All of that would clearly show that this was a jointly owned business. Furthermore it is confirmed in e-mail messages between the Plaintiff and the defendant, as follows:


E-mail Plaintiff to Defendant on 1st Novemer 2006:


"I will leave the money in the chopping block and the balance in the till. Did you come take the deposit book from the bar by chance? I am not able to locate it as of yesterday. Mathew is meeting with Koli today and will get a copy of the power of attorney. Mathew is also dropping off a copy of the sale agreement that his lawyer has sent to him. Also do you just want of split the lot payments, I pay one and you the other to Robert of the months? I plan to go to work in the morning and do the shopping and payroll. I will be out of there by 10 a.m. The bar rent has been paid for this month with the land payments.

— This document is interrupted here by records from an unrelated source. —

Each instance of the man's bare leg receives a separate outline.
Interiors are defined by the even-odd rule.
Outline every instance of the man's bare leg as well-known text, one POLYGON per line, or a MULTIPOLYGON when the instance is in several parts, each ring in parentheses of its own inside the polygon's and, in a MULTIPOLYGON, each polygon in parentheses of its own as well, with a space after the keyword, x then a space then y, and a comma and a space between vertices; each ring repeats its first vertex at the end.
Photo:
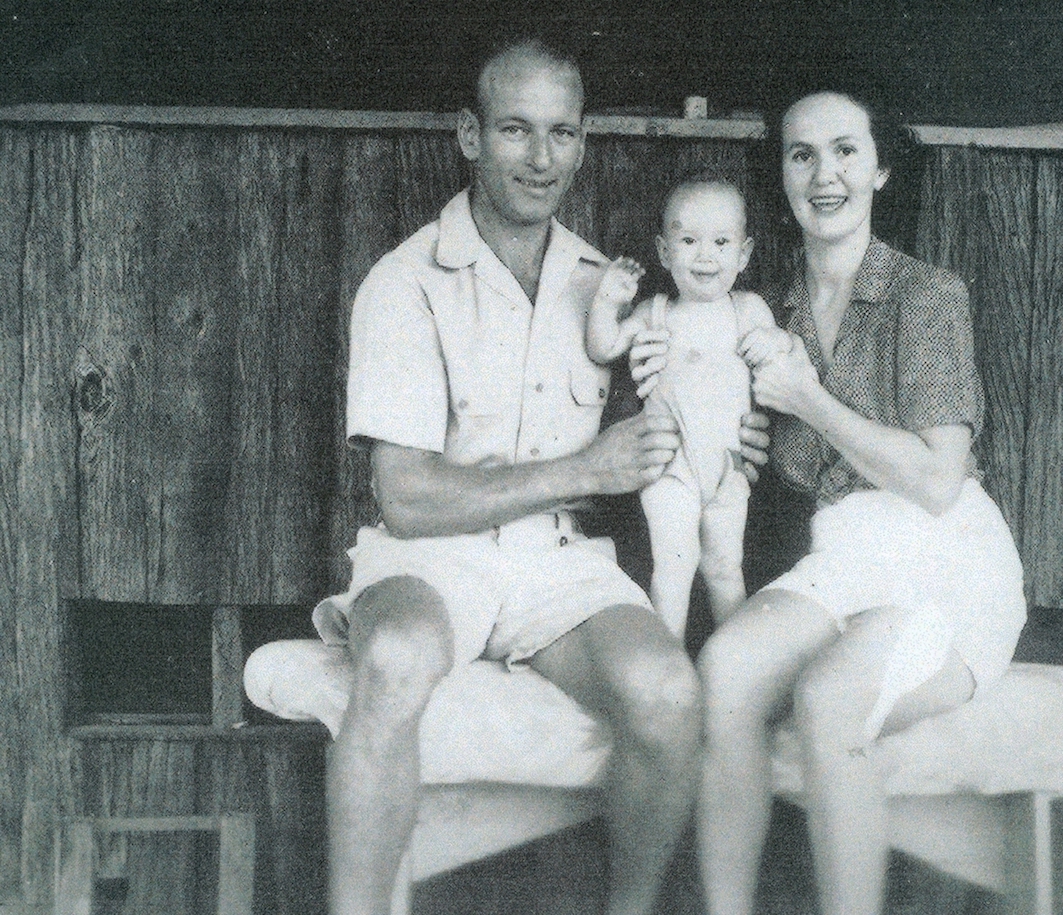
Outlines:
POLYGON ((691 814, 701 773, 701 688, 680 643, 640 607, 610 607, 532 667, 613 732, 606 785, 607 915, 645 915, 691 814))
POLYGON ((329 912, 386 915, 417 816, 417 730, 453 664, 439 595, 417 578, 367 589, 351 612, 351 702, 329 753, 329 912))

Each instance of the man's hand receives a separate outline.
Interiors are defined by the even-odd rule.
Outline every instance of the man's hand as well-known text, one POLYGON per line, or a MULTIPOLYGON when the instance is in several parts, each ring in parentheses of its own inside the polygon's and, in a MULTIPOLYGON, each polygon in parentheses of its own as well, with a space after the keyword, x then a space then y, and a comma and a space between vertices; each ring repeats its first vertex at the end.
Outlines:
POLYGON ((679 426, 669 413, 647 412, 602 432, 581 453, 603 495, 634 492, 660 479, 679 447, 679 426))
POLYGON ((738 428, 742 448, 742 472, 750 483, 760 479, 759 467, 768 463, 768 417, 764 413, 747 413, 738 428))
POLYGON ((628 366, 631 369, 631 379, 636 385, 636 393, 643 400, 657 387, 661 369, 668 364, 670 336, 671 333, 663 327, 643 329, 635 334, 634 344, 628 354, 628 366))
POLYGON ((614 309, 630 305, 639 291, 639 280, 645 275, 646 271, 634 258, 618 257, 605 268, 595 300, 614 309))

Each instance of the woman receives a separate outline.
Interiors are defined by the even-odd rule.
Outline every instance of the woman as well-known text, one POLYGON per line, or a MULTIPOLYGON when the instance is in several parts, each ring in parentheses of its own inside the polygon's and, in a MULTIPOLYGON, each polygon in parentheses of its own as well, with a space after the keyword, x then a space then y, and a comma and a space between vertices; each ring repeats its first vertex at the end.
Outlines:
POLYGON ((781 120, 803 241, 784 303, 794 346, 769 356, 753 331, 742 350, 756 400, 779 414, 774 468, 817 510, 810 553, 699 658, 699 843, 714 915, 752 910, 770 727, 791 700, 822 911, 878 912, 888 848, 866 748, 991 687, 1025 620, 1018 555, 971 455, 982 393, 966 289, 871 232, 894 133, 836 92, 799 99, 781 120))

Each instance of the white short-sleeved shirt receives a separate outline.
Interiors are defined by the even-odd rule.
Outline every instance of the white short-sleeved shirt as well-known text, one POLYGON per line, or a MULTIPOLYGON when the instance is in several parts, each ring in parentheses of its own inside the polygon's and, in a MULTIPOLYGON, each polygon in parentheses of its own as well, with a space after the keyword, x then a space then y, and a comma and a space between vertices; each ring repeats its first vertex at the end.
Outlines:
POLYGON ((467 191, 369 272, 351 314, 347 434, 456 464, 571 454, 598 433, 609 370, 586 355, 607 259, 556 220, 534 303, 480 237, 467 191))

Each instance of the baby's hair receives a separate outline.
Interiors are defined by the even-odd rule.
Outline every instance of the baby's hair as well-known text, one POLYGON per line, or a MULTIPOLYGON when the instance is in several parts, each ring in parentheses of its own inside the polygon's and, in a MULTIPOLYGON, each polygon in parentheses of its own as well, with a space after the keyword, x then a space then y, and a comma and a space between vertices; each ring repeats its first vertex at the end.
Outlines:
POLYGON ((660 214, 661 214, 661 231, 663 232, 667 226, 664 224, 665 216, 668 214, 668 210, 671 208, 675 198, 685 190, 695 187, 720 187, 729 191, 734 191, 735 196, 738 197, 739 202, 742 205, 742 221, 745 222, 748 219, 746 212, 746 195, 741 186, 727 175, 714 168, 697 168, 682 175, 678 181, 676 181, 668 190, 665 191, 664 197, 661 200, 660 214))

I will check e-mail tomorrow before I go if there is anything else. Thank you for everything."


The Defendant replied the next day:


"I didn't take the deposit book, I haven't been in the bar for over a week.


The only thing I need is your account information for the deposit. It will be written into the sale agreement, so if you can, get the routing and account numbers."


This is the clearest evidence and acknowledgement that this was a jointly owned and jointly run business between husband and wife and that the Defendant had agreed to pay the Plaintiff her share of the business.


In an e-mail of the 20th February 2008 the defendant refers to their mutual assets and "I'll keep you informed of the assets and your money".


What then happened was that the Plaintiff left for the U.S. having been told that she would receive her share of US$55,000 from the sale of the business to Mr Mulligan. But again, the defendant changed his mind upon his realisation that the marriage was finished and he refused to pay the Plaintiff anything. He told Mr Mulligan that the Plaintiff was no longer involved in the business and Mr Mulligan then instructed his lawyer to draw up a new sale and purchase agreement between the Defendant and Mr Mulligan's company. In pursuance of that agreement payment of US$130,000 was made to the defendant.


The Defendant had admitted in evidence that he had agreed to give half of the proceeds of sale (after repaying the US$20,000 to his father) of the business to the Plaintiff but that he subsequently changed his mind.


I think the evidence is overwhelming that the Plaintiff and the Defendant operated the cafe/bar business as their joint business. As submitted, they had joint weekly drawings of $300; they did not pay PAYE income tax in that drawing; they both managed the business-buying stock and paying bills, banking etc.; the Plaintiff worked long hours and on days even weeks on end. I am satisfied that she was largely responsible for the success and worth of the business which she knew and understood was her business as well. I accept the evidence that both the Defendant and Plaintiff referred to the business as theirs.


I am satisfied on the evidence that the Defendant did know very well that the Plaintiff was a joint owner of the business with him but he has refused to pay her due to his belief that she has forfeited her share of the proceeds because of his belief that she had been an unfaithful wife.


Again, s 15 of the Divorce Act provides:


"15. Whenever a decree for divorce is pronounced each of the parties to the marriage so dissolved shall retain his own property."


I am satisfied that the business "Tongan Bobs" was jointly owned by the Plaintiff and the Defendant from the beginning to the end and that they are both entitled to the proceeds of the sale on a 50/50 basis.


For all of the above reasons I give judgment to the Plaintiff in the sum of U.S.$55,000 for the business, plus interest at 10% per annum on that sum from the 1st December 2006 until payment of the same and in the sum of U.S.$60,000 for the matrimonial home plus interest at 10% per annum on that sum as from the date of the Statement of Claim being 24th April 2008 until payment of the same.


Costs are awarded to the Plaintiff as agreed or taxed.